MATLAB: Is cputime a linear function of the number of for-loops

cputimeMATLAB and Simulink Student Suite

Can anyone help solve the following problems? Thank you in advance.

I tried two ways to measure my CPU timing: 1) using the Profiler; 2) using the cputime function.

When I used the Profiler, I realized that this cpu time was a linear function of the number of for-loops; but when I used the cputime function, this was not a linear but a exponential. Why were they different? And why the timing of using the Profiler was larger than that of the cputime function? Can anyone help me?

Best Answer

This is a complicated question, in the sense that you need to understand the mathematics FIRST. And I think you do not understand that from your question. But then you need to understand things about how your computer works. And that can get more complicated.

The mathematics is simple, in a sense.

If I have one loop, from 1 to n, and if each pass through the loop consumes k CPU cycles, then the loop requires n*k cycles. We might say this is a process of order n*k, writing that using big O notation, thus O(n*k).

A nested for loop, so one loop inside a second loop, would then use O(k*n1*n2) cpu cycles, where n1 and n2 are the lengths of the respective loops. Assuming both loops are the same lengths, then we could say the process now is O(k*n^2).

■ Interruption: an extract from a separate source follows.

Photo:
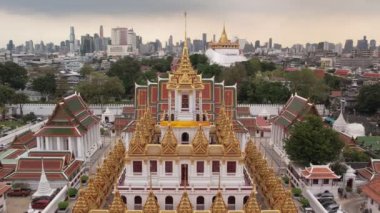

So a triply nested for loop, uses O(k*n^3). You should follow the pattern. If I have loops that are nested to a depth of D, then the process will use O(k*n^D) cycles.

Therefore, If each loop does nothing inside the loop but start another nested loop until we get to the innermost loop, AND each loop is the same length as the others, then the process is indeed exponentially growing, where that exponential growth is in the form of powers of n. So at its simplest, you would see exponential growth behavior, AS A FUNCTION OF THE NUMBER OF NESTED LOOPS AND THE LENGTH OF THE LOOP.

Essentially, it takes a computer 10 times as long to compute 10 times as much stuff. Computers are linear in that respect. Thus 1 core computes numbers linearly, one number at a time. Except that it does not really perfectly work quite that way. Why not? Because CPUs now have multiple cores. And SOME of the time, MATLAB can farm out a process to multiple cores. So my computer has 8 real cores. So on some operations where it can do that efficiently, on SOME larger problems, MATLAB automatically can create up to 8 parallel threads, thus doing my computation 8 times as fast. (Hyperthreaded cores are a mirage though.) And then there is pipelining, to speed things up just a bit on long computations.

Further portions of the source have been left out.